Un día me largué a ver a Silvina, sin anunciar antes mi visita. Me abrió la puerta una de las mujeres que había en la casa; me dijo que esperara a Silvina en el living. Y al rato apareció Silvina, caminando muy lentamente. Se sentó a mi lado. Debo decir que tenía momentos de lucidez y momentos en que se perdía. En uno de los momentos de lucidez, le dije: “¿No querés comulgar?”. Y ella me respondió: “¿Cómo se hace?”. “Por de pronto –le dije–, hay que pedirle perdón al Señor por las cosas que uno hizo y que no estaban de acuerdo con lo que él esperaba de nosotros”. Se quedó pensando un rato y después hizo una confesión, a su estilo. Le di la comunión ahí mismo, sentados los dos. Después estuvo quieta y callada durante unos minutos; de pronto, se irguió y se persignó lentamente, dos veces. Fue, creo, una manifestación de fe. Ya no volví a verla.

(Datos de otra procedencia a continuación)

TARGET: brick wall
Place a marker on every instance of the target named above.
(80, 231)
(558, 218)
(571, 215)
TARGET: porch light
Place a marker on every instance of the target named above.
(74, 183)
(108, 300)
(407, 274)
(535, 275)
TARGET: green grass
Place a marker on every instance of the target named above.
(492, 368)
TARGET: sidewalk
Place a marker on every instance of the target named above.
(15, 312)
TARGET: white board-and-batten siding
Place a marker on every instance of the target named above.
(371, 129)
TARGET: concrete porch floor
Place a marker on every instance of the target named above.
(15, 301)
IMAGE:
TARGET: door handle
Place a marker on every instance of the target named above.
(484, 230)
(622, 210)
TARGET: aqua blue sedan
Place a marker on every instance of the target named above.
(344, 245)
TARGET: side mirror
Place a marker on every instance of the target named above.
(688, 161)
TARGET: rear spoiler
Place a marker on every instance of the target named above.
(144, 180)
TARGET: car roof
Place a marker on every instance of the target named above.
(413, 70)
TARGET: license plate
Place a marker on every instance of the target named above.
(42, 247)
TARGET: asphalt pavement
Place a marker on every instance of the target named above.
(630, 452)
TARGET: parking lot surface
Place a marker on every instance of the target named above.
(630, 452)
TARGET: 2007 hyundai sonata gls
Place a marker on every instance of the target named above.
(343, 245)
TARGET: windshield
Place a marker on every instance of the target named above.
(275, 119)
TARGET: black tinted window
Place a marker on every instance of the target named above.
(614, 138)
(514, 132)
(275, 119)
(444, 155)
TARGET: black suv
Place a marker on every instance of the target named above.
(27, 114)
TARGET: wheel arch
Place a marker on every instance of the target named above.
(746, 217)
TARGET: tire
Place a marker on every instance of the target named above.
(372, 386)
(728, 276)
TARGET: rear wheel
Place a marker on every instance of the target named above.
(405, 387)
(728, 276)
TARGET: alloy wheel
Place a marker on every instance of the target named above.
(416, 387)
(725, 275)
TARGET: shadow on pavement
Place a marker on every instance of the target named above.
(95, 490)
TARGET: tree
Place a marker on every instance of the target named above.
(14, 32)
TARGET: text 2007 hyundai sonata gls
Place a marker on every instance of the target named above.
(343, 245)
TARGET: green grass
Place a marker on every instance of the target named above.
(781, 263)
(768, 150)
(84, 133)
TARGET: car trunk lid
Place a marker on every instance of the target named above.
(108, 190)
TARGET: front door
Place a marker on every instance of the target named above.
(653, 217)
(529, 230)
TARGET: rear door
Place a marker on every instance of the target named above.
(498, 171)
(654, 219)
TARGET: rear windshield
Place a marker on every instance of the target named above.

Le conté todo esto a Mimí, que se puso muy feliz, porque era algo que la preocupaba. Creo que tampoco Mimí la vio mucho. Además, Mimí era claustrofóbica y no quería subir en el ascensor del edificio de la calle Posadas porque era muy cerrado, al igual que el ascensor de servicio. Mimí iba a lo de Angélica porque el ascensor de servicio era de puertas enrejadas. Cuando quería ver a Silvina, Mimí estacionaba en la puerta de la calle Posadas, Silvina bajaba y las dos conversaban adentro del coche…
También quise ver a Adolfito al final. Pero no hubo caso. Cuando llamaba me decían que no estaba, constantemente. Se lo conté al doctor Florín, que era el médico de Bioy, y se enojó muchísimo. Me dijo que era culpa de alguien cuyo nombre no recuerdo. Y también me dijo que iba a arreglarlo, pero no lo consiguió, porque nunca pude llegar hasta Adolfito. En realidad, la última vez que lo vi fue en la Casa Rosada, cuando lo hicieron “argentino emérito”, un disparate que inventó Pacho O’Donnell durante el gobierno de Menem. Me causaba gracia porque emérito es alguien que se ha jubilado, y declarar a un escritor emérito significa decir que ya no escribe más. Y creo que Adolfito escribió hasta el final. Me acuerdo que nos encontramos en la puerta de la calle Balcarce con Odile Baron Supervielle y entramos juntos; había gente conocida, pero el ambiente era raro. Menem, que no debió de leerlo nunca, le decía “Don Bioy”. Era todo muy cómico.